La toile nous revient définitivement, elle sera la mascotte de Pont-Aven, qui, jusqu’à présent, n’avait aucun tableau de Gauguin», s’est félicitée à l’issue de la vente du 21 décembre 2003 Catherine Puget, aujourd’hui ancienne conservatrice du musée de Pont-Aven. Après une dernière enchère téléphonique, Les Deux Têtes de Bretonnes, pastel de 1894, ont été préemptées pour 494 500 € par l’établissement. L’un des meilleurs souvenirs et coups de marteau de l’étude Thierry - Lannon & Associés.
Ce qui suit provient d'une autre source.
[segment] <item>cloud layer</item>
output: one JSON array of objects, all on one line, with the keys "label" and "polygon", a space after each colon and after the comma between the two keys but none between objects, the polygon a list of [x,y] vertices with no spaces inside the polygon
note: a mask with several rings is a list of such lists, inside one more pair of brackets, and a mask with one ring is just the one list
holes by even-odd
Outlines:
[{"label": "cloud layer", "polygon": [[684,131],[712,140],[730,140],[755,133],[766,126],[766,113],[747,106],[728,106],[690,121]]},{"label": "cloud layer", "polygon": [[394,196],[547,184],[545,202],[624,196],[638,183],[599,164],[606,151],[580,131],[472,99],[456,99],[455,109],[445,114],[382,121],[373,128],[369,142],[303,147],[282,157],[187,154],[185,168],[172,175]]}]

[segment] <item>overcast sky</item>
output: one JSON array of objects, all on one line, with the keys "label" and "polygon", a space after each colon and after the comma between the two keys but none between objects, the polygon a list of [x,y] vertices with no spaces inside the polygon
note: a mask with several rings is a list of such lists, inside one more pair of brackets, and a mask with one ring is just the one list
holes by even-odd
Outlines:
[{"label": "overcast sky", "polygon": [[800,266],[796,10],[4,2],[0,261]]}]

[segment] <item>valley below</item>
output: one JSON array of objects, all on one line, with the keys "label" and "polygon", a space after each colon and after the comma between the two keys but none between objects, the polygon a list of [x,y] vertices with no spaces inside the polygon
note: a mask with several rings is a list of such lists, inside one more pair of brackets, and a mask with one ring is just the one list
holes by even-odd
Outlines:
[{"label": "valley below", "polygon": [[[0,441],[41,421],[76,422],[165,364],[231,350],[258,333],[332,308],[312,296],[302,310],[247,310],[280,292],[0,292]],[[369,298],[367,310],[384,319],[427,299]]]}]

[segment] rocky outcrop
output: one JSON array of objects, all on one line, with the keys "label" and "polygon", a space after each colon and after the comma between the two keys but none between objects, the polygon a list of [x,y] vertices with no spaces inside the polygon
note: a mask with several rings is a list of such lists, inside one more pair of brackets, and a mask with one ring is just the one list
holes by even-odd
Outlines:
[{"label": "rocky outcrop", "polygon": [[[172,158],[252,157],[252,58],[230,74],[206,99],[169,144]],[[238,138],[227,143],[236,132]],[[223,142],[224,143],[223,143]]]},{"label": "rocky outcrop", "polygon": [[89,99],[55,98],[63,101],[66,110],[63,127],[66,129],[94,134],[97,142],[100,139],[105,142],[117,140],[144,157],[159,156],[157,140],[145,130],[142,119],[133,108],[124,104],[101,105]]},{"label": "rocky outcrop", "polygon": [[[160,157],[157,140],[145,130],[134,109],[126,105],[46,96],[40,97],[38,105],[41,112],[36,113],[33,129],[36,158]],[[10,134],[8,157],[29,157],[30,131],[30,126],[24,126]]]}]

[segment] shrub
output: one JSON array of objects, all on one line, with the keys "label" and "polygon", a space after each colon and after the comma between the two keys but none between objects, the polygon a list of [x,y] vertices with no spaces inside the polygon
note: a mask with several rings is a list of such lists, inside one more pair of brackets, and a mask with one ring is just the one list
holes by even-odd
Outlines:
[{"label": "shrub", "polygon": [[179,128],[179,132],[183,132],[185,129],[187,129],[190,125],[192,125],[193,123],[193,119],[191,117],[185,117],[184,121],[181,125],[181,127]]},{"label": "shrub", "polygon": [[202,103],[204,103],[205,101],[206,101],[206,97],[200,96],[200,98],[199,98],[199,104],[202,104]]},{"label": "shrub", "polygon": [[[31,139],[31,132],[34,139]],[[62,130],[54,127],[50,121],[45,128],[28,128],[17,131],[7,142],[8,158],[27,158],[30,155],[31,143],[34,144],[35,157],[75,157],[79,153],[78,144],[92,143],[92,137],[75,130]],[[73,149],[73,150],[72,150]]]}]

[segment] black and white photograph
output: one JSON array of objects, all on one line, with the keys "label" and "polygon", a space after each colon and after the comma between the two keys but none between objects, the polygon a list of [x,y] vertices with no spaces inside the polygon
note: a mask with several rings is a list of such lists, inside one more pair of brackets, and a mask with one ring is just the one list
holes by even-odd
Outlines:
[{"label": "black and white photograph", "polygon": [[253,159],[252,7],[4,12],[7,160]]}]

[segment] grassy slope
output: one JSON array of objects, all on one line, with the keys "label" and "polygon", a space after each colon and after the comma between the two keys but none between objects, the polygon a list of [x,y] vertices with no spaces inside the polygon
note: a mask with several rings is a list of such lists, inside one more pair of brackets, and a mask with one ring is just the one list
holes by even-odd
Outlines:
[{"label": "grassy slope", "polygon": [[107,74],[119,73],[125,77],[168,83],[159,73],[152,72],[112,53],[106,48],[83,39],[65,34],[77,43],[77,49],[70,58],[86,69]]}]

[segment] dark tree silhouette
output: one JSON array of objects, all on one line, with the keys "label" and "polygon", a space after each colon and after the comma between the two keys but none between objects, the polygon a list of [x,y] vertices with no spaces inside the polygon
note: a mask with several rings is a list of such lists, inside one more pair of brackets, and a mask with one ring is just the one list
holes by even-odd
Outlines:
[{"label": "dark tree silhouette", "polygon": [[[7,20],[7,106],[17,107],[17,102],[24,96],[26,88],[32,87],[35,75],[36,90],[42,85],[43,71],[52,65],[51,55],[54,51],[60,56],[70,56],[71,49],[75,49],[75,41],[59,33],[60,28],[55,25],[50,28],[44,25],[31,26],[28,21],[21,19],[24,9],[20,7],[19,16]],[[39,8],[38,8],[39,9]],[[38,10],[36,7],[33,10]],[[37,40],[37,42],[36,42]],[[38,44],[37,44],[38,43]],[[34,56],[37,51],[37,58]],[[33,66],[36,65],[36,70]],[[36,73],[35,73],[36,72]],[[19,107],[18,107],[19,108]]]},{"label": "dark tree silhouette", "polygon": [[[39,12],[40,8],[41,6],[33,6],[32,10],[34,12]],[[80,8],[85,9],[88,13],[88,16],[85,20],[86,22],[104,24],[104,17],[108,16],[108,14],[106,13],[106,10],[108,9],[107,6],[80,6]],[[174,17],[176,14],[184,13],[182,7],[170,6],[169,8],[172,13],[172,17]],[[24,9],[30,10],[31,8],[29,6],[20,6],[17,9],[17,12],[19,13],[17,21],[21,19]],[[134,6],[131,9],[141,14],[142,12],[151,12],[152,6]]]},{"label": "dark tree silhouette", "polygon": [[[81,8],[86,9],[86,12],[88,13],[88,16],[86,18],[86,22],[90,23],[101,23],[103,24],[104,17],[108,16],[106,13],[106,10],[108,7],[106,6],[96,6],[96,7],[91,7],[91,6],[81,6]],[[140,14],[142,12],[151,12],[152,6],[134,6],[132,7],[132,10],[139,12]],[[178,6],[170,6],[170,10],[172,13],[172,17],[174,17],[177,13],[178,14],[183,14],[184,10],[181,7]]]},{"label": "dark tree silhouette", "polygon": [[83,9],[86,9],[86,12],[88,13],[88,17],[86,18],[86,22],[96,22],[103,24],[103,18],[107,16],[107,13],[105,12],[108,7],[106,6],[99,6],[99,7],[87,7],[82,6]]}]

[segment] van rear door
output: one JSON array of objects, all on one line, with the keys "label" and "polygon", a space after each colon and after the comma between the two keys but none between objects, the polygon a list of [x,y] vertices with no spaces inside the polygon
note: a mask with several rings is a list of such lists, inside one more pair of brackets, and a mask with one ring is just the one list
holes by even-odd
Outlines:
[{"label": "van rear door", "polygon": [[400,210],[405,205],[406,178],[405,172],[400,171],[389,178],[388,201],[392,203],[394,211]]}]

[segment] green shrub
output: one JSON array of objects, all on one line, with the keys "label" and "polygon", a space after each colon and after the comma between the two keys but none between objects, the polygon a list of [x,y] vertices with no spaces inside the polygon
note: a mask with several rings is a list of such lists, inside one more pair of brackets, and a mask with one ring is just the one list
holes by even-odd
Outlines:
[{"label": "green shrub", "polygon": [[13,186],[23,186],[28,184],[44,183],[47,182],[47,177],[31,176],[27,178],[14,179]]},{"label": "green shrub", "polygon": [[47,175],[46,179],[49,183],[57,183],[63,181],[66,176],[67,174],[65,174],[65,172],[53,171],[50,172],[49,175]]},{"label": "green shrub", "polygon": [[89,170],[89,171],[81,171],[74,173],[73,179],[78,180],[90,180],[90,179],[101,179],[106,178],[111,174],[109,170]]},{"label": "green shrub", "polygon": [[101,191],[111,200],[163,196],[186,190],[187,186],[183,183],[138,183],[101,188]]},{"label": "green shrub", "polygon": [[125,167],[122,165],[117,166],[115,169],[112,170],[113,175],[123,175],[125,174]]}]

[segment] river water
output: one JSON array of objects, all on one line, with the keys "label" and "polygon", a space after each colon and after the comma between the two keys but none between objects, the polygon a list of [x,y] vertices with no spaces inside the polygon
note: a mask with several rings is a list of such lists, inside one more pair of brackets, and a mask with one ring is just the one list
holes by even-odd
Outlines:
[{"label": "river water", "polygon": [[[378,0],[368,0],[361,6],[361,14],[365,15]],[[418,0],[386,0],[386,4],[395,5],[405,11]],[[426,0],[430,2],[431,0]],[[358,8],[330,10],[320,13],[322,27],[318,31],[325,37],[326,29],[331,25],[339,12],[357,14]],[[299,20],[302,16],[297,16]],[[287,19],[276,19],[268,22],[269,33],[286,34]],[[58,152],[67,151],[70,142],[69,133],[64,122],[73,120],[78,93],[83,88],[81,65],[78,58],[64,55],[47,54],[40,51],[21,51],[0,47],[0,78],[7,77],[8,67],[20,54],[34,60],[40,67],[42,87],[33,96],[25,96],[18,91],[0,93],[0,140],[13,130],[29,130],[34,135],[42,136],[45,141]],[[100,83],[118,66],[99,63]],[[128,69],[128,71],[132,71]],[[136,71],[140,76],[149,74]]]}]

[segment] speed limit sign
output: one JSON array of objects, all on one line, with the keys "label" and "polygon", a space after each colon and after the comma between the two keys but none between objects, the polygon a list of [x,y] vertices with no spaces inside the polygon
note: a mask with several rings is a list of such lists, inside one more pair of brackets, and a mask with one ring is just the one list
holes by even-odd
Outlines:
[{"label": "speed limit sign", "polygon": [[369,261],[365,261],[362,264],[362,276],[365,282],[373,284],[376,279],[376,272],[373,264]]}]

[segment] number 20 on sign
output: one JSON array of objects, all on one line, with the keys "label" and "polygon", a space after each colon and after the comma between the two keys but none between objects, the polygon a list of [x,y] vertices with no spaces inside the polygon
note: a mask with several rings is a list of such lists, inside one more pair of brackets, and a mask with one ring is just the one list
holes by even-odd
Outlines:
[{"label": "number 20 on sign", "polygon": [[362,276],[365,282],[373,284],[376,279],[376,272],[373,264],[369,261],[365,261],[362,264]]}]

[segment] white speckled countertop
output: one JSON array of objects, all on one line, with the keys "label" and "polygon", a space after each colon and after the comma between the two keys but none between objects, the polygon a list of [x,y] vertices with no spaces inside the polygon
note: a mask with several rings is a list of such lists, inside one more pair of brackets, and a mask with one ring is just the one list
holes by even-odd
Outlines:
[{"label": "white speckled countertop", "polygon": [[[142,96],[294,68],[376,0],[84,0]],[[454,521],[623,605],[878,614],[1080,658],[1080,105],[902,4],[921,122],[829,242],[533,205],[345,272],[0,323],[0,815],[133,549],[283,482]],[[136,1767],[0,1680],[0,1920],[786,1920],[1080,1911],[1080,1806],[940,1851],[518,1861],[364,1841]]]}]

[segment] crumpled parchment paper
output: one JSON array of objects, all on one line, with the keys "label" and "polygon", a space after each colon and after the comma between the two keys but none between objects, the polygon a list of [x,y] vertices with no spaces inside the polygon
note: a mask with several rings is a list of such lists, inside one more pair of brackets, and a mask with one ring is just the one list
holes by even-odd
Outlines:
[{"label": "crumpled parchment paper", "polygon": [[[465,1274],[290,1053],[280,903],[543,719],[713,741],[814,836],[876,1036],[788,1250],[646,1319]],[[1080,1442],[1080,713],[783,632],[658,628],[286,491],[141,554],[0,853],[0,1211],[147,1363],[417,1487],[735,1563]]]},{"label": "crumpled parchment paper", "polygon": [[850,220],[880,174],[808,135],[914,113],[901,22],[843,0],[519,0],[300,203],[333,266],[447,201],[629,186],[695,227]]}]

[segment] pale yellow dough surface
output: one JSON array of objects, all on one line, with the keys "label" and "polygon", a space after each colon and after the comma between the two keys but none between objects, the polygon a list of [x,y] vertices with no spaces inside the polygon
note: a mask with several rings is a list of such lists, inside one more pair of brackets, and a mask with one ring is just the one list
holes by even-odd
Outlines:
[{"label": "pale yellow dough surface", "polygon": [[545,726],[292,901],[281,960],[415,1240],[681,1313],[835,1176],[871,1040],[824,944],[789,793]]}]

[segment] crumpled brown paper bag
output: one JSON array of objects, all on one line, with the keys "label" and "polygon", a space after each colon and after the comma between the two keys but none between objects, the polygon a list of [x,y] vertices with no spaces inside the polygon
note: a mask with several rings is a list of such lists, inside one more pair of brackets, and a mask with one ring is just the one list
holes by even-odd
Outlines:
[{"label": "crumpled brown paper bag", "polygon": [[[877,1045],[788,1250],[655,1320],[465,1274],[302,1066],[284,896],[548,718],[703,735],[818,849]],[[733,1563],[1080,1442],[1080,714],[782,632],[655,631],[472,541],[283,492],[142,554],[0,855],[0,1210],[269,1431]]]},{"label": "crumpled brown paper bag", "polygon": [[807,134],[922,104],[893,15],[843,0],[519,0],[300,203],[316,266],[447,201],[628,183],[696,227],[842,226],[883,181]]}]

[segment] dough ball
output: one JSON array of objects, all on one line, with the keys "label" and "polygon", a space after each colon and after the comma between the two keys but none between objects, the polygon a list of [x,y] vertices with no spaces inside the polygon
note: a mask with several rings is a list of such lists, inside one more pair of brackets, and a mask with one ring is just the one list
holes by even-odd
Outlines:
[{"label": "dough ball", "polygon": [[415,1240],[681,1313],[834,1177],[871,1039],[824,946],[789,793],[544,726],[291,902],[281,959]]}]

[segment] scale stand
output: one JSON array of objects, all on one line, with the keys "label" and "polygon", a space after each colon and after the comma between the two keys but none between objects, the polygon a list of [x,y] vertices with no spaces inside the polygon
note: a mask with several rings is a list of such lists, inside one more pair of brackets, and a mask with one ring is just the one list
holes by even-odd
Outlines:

Cette œuvre dédicacée à Maxime Maufra, peintre « pontavénien », date de son dernier passage en Bretagne, avant son départ définitif pour Tahiti.
Pont-Aven tout le monde connaît ! Les fées se sont penchées sur les rives de cette petite bourgade bretonne pour en faire un haut lieu de l’histoire de la peinture moderne. Dès 1865, un mouvement pictural est lancé par de jeunes Américains, parmi lesquels Robert Wylie (1839-1877).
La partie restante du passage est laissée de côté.